= Gwenno Teifi =

Welsh-language activist (born 1987)

Gwenno Teifi (full name Gwenno Teifi Ffransis, born 1987) is a Welsh language activist from Llanfihangel-ar-Arth, Wales. In February 2006 she became the first member of Cymdeithas yr Iaith Gymraeg (The Welsh Language Society) to serve a jail sentence for a language protest in 11 years.

==Radio Carmarthenshire protest and jailing==

Gwenno was arrested along with four other language protestors on 24 July 2004 at the studios of Radio Carmarthenshire in Narberth She was jailed after refusing to pay the £200 compensation to Radio Carmarthenshire ordered by Carmarthen Magistrates Court. She was sentenced to five days beginning 13 February 2006 at Eastwood Park Prison in Gloucestershire but released after three days for good behaviour.

==Brantano's protest and second jailing==

She was jailed a second time in July 2007 for refusing to pay a fine in connection with a language protest at Brantano's shoe store in Aberystwyth in October 2006.

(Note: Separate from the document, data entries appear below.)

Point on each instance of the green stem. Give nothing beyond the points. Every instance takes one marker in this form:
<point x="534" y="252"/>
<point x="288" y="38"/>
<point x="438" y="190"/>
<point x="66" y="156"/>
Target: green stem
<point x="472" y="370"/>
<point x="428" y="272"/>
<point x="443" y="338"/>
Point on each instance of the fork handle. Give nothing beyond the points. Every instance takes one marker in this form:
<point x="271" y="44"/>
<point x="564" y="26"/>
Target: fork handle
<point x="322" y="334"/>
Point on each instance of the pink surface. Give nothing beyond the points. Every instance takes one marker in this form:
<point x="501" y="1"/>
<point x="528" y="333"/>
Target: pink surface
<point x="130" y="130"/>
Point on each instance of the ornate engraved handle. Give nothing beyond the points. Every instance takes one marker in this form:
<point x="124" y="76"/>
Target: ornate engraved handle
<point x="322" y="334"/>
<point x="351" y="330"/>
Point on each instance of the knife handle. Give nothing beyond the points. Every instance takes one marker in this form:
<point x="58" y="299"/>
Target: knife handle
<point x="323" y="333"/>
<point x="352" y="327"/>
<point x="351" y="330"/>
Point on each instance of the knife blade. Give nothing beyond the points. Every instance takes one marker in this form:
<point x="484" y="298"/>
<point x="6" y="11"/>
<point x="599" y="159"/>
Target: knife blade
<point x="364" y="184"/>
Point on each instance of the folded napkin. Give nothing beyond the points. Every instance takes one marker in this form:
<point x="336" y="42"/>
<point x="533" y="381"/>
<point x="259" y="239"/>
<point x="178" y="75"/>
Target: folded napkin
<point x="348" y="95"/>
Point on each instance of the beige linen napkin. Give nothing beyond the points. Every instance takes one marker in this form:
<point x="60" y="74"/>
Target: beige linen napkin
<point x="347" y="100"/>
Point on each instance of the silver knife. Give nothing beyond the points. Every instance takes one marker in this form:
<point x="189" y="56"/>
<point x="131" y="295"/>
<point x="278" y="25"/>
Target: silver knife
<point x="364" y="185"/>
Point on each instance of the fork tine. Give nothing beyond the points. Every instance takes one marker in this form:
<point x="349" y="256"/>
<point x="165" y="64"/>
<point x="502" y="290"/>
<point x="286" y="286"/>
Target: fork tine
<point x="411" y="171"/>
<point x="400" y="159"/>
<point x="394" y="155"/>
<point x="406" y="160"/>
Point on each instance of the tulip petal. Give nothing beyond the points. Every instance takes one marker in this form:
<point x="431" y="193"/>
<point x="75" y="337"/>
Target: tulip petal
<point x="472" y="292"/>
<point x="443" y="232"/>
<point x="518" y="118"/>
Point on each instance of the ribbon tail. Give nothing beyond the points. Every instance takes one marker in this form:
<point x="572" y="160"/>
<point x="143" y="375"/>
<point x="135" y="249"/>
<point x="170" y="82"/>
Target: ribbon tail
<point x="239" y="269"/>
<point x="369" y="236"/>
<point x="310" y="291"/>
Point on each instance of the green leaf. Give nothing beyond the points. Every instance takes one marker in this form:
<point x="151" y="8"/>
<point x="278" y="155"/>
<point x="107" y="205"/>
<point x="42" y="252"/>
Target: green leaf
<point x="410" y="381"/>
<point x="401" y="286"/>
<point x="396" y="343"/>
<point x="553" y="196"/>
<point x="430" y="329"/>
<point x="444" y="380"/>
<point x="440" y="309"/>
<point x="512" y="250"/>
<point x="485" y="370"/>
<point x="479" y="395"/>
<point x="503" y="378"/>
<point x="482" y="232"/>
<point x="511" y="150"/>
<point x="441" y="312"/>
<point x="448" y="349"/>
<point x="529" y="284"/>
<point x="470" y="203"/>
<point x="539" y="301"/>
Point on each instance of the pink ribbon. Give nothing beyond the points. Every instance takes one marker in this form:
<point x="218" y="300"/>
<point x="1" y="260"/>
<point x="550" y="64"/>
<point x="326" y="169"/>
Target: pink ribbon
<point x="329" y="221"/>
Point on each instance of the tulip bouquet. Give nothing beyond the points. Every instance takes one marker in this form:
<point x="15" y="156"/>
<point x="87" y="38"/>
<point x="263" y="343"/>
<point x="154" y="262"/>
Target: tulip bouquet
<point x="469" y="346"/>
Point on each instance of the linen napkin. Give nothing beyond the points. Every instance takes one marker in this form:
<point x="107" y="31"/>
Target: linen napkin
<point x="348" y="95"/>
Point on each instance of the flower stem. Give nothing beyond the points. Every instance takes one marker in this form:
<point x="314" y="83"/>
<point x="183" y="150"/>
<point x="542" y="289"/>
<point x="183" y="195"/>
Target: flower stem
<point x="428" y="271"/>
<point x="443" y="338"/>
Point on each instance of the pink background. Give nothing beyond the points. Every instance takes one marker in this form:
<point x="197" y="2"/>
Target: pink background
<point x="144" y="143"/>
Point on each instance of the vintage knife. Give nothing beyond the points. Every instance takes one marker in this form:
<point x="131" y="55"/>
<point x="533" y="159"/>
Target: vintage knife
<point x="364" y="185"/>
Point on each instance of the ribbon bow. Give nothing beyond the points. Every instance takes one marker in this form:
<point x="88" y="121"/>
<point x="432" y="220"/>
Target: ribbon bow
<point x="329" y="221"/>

==Morrisons supermarket protest and arrest==

Gwenno was arrested again in connection with a language protest at Morrisons supermarket in Bangor on 27 January 2007. She was not jailed.

==Education==

Gwenno has a degree in Welsh and International Politics from Aberystwyth University.

==Post-graduation==

Gwenno worked in a Christian Mission House in Amsterdam, and is currently a Youth Officer in the Presbyterian Church of Wales.

==Family background==

Her father is long-time Welsh language activist Ffred Ffransis, currently the education spokesperson for Cymdeithas yr Iaith Gymraeg, and her mother is another well-known activist, Meinir Ffransis (nee Evans). Thus Gwenno's grandfather was Gwynfor Evans, the first member of Plaid Cymru elected to Parliament.